I explained again about the passion and great desire to be of help.

Still not sounding pleased, she said, “I just signed with another publisher.”

The world stopped. Dumbfounded, I found my voice and asked her who it was.

She gave me the name, and I became more dumbfounded. It was, remarkably—no, impossibly—the same man who had rejected my novel after paying for it. Of all the publishers in the world, why him? He had already admitted to making one mistake; could I possibly get him to make another and let me publish the book? I told Betty Eadie that I knew the man and would give him a call immediately.

I later learned why Betty was less than pleased. Some time after having her experience, she was told that she was to record it in a book and that a “young man” would call to help her. He would say, “I have a passion to do this work.” She actually heard him say it, so she would know what his voice sounded like in the future.

It turns out that my voice and this other man’s sound somewhat similar.

As with all great deceptions, the counterfeit came first.

I called the deceiver.

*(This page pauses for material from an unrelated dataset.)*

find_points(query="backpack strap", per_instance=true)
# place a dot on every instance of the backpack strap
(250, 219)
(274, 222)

He wasn’t in but would be back later that day. I got in the car and drove to his office, forty-five miles away.

I waited an hour. It turned out that he had been up my way. Whatever. I wanted answers. Did he have the rights to Betty Eadie’s story? He said he did. Did he want to give them to me? He said he did not. Did he want to sell them? He said he did not. He asked how my other book was going. I said it was doing fine, along with the other twenty or thirty I had published since, but I wanted to talk about Sister Eadie’s project. He said he couldn’t help me. I told him that if I could ever help him—with this book—I would gladly do so. I drove back to the office, where I called Betty and gave her the bad news—the man would not part with the rights.

Then I waited for a very strange three days, wherein I pondered the imponderables of agency and revelation. I still had the passion, but I didn’t have the rights to do anything with it. I tried to distract myself with my other work, which was going fine, but seemed rather run of the mill in comparison.

Three days later a phone call came. The other publisher was on the line. He’d been thinking about it. Would I like to assist in the project after all?

“Yes.” I managed not to yell it.

Very well, he said. (He often said very well, even when things were not very well, especially on my end of things.) Betty had written a short manuscript, which he had planned to incorporate into a selection of near death experiences, but now he was considering creating a separate book out of it, and would I be interested in interviewing her and enlarging the work with more details to make it a full-sized book?

“Yes,” Again in a moderate tone.

He said if I would do that, he would offer me the worldwide rights to the book, except for the LDS rights, which was all he was interested in. I said he didn’t have to do that, that I would work on the book in my spare time and do it for nothing. He said, no, he would prepare a contract which would give me the worldwide rights if I would do everything at my own expense, including flying up to interview her. (A clever man, he was keeping the costs down again—in all conditions. No matter what.) Then he added a caveat: He wanted the book written for Latter-day Saint audiences, which was the market he was most familiar with. I said sure.
I called Betty and told her the good news—I could help her create a book, and we could market it to the world outside the LDS market. I also told my employers: if I could interview her and help write the book at our expense, we would have the greater share of the worldwide rights. They agreed to bear the cost.